Since a double suicide attack on the Christian village of El Qaa near the Syrian border, Syrians have faced restrictions on their movements, making Eid a less than free affair. The attacks have been variously blamed on people from refugee camps and assailants who came specifically from Syria to carry out the atrocity, ordinary Syrians have been living under tight security, with more than 400 arrests made and frequent raids on camps and apartments in towns and cities.

In any normal situation, Syrians in Lebanon are required to obtain permits for public celebrations, such as weddings or parties. In the current climate, things would be even tougher and more subdued.

One international NGO separately told me that their local partner had toned down Eid al-Fitr celebrations for Syrians in the Bekaa valley camp where it operated.

I spent the last iftar of Ramadan 2016 with Youssef, his wife and three boys, in the tiny flat up a perilous spiral staircase in the Old City.
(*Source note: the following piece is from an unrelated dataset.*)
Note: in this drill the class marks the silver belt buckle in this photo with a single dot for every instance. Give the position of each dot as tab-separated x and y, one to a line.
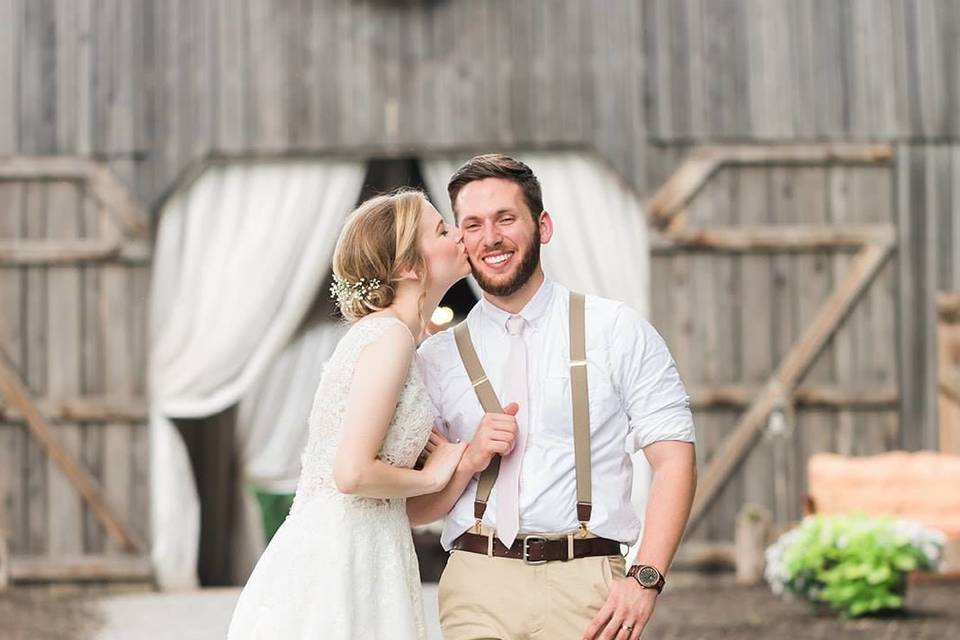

With us were the Palestinian woman, Amal, who rented it to the family, alongside a Lebanese woman, her daughter, and another seven-year-old girl whose mother’s whereabouts were unclear, although they later spoke on the phone.


The last Iftar of Ramadan 2016 : olives, fuul and vegetables.
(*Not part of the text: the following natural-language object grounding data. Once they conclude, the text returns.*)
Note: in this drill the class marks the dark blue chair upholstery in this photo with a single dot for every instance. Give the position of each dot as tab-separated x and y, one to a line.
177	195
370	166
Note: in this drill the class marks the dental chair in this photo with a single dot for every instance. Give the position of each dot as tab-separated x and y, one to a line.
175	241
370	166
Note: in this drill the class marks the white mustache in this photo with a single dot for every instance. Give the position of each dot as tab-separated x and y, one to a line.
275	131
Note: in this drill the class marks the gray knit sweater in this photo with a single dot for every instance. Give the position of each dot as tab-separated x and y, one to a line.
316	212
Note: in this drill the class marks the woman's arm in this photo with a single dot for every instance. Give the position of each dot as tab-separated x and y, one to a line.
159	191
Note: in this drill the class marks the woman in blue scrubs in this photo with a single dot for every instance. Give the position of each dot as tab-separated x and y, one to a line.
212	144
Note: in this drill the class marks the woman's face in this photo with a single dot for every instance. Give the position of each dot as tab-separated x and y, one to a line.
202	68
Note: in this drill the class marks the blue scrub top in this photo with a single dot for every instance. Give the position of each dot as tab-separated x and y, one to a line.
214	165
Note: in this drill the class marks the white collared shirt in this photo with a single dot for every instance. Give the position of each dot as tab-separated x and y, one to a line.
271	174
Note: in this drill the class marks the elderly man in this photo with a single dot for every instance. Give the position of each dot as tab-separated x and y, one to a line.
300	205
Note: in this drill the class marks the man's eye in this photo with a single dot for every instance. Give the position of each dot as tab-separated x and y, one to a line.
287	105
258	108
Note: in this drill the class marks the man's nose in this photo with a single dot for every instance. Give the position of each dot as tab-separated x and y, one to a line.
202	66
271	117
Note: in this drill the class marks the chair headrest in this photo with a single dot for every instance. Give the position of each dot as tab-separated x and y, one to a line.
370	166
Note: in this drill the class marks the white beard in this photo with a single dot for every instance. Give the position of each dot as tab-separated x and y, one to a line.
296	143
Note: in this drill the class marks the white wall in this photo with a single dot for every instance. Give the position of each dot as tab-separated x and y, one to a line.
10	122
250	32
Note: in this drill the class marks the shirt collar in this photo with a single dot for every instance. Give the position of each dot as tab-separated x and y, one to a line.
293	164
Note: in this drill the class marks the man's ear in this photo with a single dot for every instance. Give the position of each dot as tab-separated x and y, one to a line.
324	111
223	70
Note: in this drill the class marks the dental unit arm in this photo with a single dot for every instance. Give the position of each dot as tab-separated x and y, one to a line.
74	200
It was crowded, but the iftar was good. We ate labneh, mint, kilos of tomatoes and bean stew, with squidgy olives and plate-sized flatbreads. They argued over how they would have bought chicken if they had known I was coming.

I went out onto the platform that lead, somewhere, down to ground level, although I could not see the souq floor from where I stood.

The azan, the call to prayer, was accompanied by hour-long Eid prayers and recitations, bouncing between the mosques clustered in the Old City and beyond. The sound of firecrackers rings in between them, and I am pretty sure that some of the whizzes and bangs are coming from celebratoty gunfire. Other than that, it is silent, and rather strange.

Around 12.30am, cries, whoops and whistles return to the streets. What is that, I asked Youssef’s wife, Ba’diya, with whom I am sharing a room for the night. “It is Lebanese parties”, she answers. “Are there any Syrians in the streets?” I ask. “No”, she replies. “We are staying here, inside.”